Ela também faz parte do Comitê Seletor e destaca
o caso da Quinta da Estância [projeto pedagógico que permite experiências
vivenciais para aprendizados da sala de aula]. “A Quinta nasceu com uma
estratégia de sustentabilidade em seu modelo de negócio, ocupando e crescendo
dentro de critérios integrados de responsabilidade social, sendo detentora de
prêmios internacionais que reconhecem sua forma de empreender”, comenta a
gestora.
Rebeca Rocha, gerente da Aspen Network of
Development Entrepreneurs (Ande) no Brasil, uma rede internacional de
empreendedorismo, acredita que os pequenos negócios são importantes para
trazer inovação e novas ideias para o mercado.
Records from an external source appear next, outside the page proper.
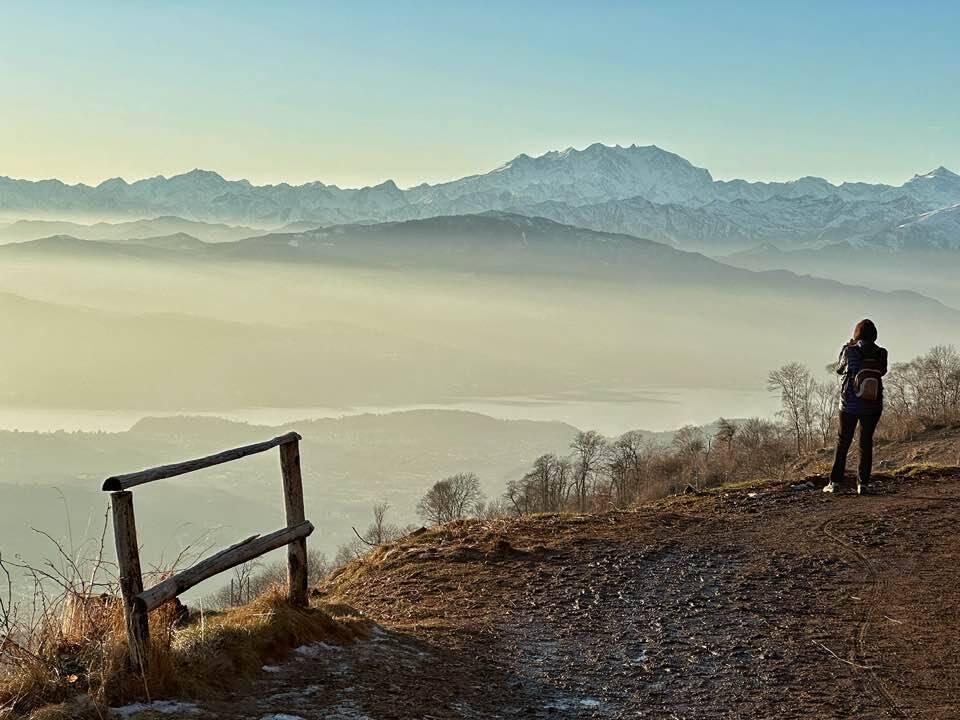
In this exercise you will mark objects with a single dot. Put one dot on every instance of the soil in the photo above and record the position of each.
(758, 602)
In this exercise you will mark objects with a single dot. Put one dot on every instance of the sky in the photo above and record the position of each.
(354, 93)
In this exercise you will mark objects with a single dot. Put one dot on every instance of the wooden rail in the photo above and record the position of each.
(138, 602)
(125, 482)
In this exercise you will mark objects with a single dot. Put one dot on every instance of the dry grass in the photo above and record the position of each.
(76, 676)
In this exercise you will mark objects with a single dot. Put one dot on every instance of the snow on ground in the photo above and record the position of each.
(164, 707)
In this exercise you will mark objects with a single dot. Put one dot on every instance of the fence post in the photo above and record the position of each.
(131, 578)
(293, 502)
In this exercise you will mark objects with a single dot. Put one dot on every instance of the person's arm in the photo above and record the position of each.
(852, 360)
(842, 360)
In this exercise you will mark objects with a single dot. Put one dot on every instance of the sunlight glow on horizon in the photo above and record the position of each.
(357, 95)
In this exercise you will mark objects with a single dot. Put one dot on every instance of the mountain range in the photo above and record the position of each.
(644, 191)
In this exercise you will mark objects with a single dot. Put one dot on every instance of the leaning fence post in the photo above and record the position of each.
(131, 578)
(293, 502)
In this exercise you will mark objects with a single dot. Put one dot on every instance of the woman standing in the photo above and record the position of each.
(861, 365)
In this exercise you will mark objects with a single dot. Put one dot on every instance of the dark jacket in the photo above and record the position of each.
(849, 364)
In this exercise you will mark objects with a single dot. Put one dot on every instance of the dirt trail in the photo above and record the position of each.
(755, 603)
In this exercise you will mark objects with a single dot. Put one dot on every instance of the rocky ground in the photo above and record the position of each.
(760, 602)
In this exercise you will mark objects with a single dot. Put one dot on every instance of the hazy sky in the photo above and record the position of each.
(357, 92)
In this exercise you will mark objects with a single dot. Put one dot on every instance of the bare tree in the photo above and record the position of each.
(450, 499)
(589, 449)
(380, 531)
(796, 387)
(825, 397)
(691, 445)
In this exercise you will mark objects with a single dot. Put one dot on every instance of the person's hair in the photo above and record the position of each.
(865, 331)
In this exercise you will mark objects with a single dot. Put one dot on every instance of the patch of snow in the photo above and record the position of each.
(164, 707)
(316, 649)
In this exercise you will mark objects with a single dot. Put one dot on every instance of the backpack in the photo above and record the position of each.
(867, 383)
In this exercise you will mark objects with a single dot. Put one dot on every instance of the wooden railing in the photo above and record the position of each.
(138, 602)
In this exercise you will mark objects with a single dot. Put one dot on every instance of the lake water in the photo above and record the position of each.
(610, 412)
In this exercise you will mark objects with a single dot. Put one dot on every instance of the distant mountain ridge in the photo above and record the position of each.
(644, 191)
(493, 242)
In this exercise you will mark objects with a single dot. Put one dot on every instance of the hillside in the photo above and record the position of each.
(763, 601)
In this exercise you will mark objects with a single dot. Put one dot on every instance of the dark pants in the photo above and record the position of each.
(848, 426)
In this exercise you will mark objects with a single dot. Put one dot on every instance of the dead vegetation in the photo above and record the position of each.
(66, 654)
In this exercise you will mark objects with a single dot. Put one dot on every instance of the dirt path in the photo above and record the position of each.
(755, 603)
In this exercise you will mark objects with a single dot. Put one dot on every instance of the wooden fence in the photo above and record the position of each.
(138, 602)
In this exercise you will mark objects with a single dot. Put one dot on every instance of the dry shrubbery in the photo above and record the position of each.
(922, 394)
(601, 474)
(63, 652)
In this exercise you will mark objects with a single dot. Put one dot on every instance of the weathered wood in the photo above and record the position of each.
(124, 482)
(131, 579)
(252, 547)
(297, 576)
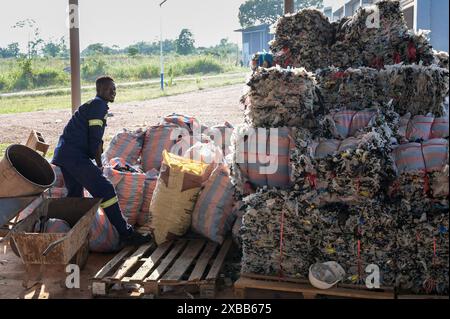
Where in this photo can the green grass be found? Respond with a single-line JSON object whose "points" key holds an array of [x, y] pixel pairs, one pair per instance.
{"points": [[49, 73], [12, 105]]}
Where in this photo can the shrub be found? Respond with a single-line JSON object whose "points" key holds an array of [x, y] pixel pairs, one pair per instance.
{"points": [[93, 68]]}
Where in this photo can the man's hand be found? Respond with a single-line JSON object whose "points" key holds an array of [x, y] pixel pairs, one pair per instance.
{"points": [[98, 156]]}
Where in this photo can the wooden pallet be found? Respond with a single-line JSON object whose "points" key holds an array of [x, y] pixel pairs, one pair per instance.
{"points": [[182, 263], [302, 288]]}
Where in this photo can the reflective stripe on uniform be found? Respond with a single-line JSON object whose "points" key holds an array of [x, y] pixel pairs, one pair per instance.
{"points": [[109, 202], [95, 122]]}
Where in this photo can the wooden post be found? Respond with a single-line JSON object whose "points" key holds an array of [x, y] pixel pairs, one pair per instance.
{"points": [[288, 6], [75, 54]]}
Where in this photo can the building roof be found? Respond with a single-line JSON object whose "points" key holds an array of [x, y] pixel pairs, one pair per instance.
{"points": [[260, 27]]}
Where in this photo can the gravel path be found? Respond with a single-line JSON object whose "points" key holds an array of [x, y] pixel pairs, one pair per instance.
{"points": [[210, 107]]}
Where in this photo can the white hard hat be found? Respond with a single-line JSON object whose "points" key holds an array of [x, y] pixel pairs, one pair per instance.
{"points": [[325, 275]]}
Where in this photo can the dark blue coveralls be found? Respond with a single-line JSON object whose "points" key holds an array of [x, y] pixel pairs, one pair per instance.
{"points": [[77, 147]]}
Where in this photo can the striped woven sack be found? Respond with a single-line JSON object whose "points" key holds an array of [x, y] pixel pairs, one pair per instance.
{"points": [[423, 128], [103, 236], [348, 123], [213, 213], [159, 138], [129, 188], [263, 164], [428, 156], [221, 135], [281, 177], [149, 187], [127, 145]]}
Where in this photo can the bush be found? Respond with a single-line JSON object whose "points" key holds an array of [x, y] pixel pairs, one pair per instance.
{"points": [[202, 65], [3, 83], [93, 68], [49, 77], [147, 72]]}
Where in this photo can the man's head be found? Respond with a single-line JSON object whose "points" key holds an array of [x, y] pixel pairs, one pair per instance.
{"points": [[106, 88]]}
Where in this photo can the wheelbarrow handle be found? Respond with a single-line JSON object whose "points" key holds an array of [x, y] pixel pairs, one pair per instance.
{"points": [[53, 245]]}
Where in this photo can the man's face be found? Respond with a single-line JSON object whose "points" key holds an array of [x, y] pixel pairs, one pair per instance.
{"points": [[109, 92]]}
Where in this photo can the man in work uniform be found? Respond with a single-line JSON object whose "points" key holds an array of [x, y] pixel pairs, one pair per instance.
{"points": [[80, 143]]}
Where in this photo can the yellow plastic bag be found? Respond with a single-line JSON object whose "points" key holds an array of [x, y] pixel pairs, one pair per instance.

Também integrante do Comitê
Seletor, ela destaca os casos da BrasilOzônio [empresa que desenvolveu
tecnologia capaz de gerar ozônio a baixos custos com diversas aplicabilidades]
e da TerpenOil [fabricante de produtos de limpeza 100% naturais]. “Eles mostram
a habilidade que os empreendedores têm de inovar, reduzindo custos, trazendo
mais eficiência para o mercado”, observa.
Lacunas e futuro
No filtro do Cietec, negócios voltados para a
eficiência energética, uso racional da água, tratamento de resíduos e
inovações no campo da saúde são cada vez mais frequentes. Mas Risola
acredita que o empreendedor brasileiro deve também procurar oportunidades em
áreas ainda muito carentes do País, como a infraestrutura urbana,
especialmente em saneamento e habitação. “Aí reside um campo de grandes
oportunidades, não totalmente presente na agenda de inovação, relegada ainda
ao tradicional discurso político”, alerta.
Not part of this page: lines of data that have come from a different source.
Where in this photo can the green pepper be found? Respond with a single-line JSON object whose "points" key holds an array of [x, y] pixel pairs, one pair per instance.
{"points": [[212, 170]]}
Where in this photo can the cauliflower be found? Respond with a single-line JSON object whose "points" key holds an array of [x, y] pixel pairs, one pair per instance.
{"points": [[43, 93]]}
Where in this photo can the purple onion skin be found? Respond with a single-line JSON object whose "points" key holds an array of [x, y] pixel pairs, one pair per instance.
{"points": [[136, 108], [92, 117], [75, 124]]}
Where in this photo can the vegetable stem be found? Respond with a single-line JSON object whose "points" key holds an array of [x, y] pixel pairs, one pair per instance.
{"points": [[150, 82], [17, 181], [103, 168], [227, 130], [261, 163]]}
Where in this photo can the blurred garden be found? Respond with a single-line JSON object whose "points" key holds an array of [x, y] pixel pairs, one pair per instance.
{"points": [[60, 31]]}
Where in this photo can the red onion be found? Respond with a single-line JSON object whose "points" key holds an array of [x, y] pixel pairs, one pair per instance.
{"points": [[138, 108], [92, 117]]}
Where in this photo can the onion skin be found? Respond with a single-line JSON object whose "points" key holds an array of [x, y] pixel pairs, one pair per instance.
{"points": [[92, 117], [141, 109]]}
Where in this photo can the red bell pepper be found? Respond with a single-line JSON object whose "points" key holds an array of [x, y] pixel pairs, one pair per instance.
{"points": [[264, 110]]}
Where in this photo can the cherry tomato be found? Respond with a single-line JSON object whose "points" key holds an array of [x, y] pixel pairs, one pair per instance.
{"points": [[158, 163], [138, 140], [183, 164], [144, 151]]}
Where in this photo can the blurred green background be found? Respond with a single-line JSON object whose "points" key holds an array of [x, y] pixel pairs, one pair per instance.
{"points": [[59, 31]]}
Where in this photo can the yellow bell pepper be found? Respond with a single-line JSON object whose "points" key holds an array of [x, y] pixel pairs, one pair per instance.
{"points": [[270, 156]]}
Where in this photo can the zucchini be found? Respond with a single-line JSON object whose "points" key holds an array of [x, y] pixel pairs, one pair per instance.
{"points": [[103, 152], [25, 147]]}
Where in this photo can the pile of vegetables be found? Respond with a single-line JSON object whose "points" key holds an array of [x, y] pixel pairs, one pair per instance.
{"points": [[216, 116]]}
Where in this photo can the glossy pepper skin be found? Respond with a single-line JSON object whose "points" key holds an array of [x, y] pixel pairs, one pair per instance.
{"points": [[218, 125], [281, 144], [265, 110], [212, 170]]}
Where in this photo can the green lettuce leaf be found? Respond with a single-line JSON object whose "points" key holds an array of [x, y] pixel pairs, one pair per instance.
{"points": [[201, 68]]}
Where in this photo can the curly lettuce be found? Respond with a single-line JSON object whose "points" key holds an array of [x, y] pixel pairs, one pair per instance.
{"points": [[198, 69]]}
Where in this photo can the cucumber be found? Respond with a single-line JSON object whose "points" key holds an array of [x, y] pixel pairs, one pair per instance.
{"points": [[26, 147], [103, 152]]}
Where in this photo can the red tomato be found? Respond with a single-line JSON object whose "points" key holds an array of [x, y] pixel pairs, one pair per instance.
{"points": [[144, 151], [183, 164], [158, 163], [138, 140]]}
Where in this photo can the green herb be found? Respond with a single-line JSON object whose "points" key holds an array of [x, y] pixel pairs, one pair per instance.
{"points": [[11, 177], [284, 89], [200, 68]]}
Suênia Sousa vê também forte necessidade de
encontrar no meio empreendedor brasileiro negócios que pensem em tornar as
cidades mais resilientes, ou seja, soluções para a mobilidade urbana,
bem-estar, atendimento aos idosos, pessoas com deficiência. “Em países que
conseguiram estudar e implantar estratégias desse tipo, vemos uma densidade de
pequenos negócios fornecendo serviços especialmente na indústria criativa,
negócios digitais, ecoturismo, fornecimento e indústria de transformação
para alimentos saudáveis, entre outros segmentos empresa- riais que surgem
desta agenda de cidades inteligentes e sustentáveis”, diz.
Além dessa vertente, a inovação aberta pelos
pares será cada vez mais um indutor de transformações na sociedade para que
o avanço tecnológico aconteça na velocidade que precisamos .
Antigamente, a inovação era vista como um
processo interno da empresa, limitado a seus funcionários e laboratórios.
Hoje, ideias como a metáfora da floresta tropical, apresentada por Hwang, que
valorizam o ecossistema da inovação, ressaltam a importância de a empresa
conectar-se com o mundo lá fora, com instituições de pesquisa, fornecedores
de diferentes portes e até mesmo com concorrentes, em uma tentativa de
complementar esforços para a inovação. O exemplo da Tesla de abrir suas
patentes de armazenagem de energia pode refletir em avanços tecnológicos
decisivos em outros campos, como o uso de energia solar e eólica em todo o
mundo.
O campo do empreendedorismo deverá também ser
impactado por transformações que o setor de educação precisará fazer em
seus cursos. O ensino em sala de aula aliado à experiência prática e
vivência em campo serão capazes de formar de maneira mais adequada os alunos
para a vida empreendedora, seja para uma carreira solo, seja para a carreira
dentro das organizações sociais ou empresariais que precisam deste olhar em
seu capital humano. “A tendência é que o empreendedorismo ocupe um posto
principal na preferência das novas gerações”, acredita Risola, que vê essa
transformação acompanhada de uma profissionalização da carreira de
empreendedor, e uma abordagem mais estruturada por parte não apenas do ensino
superior, como também do ensino técnico e na formação básica .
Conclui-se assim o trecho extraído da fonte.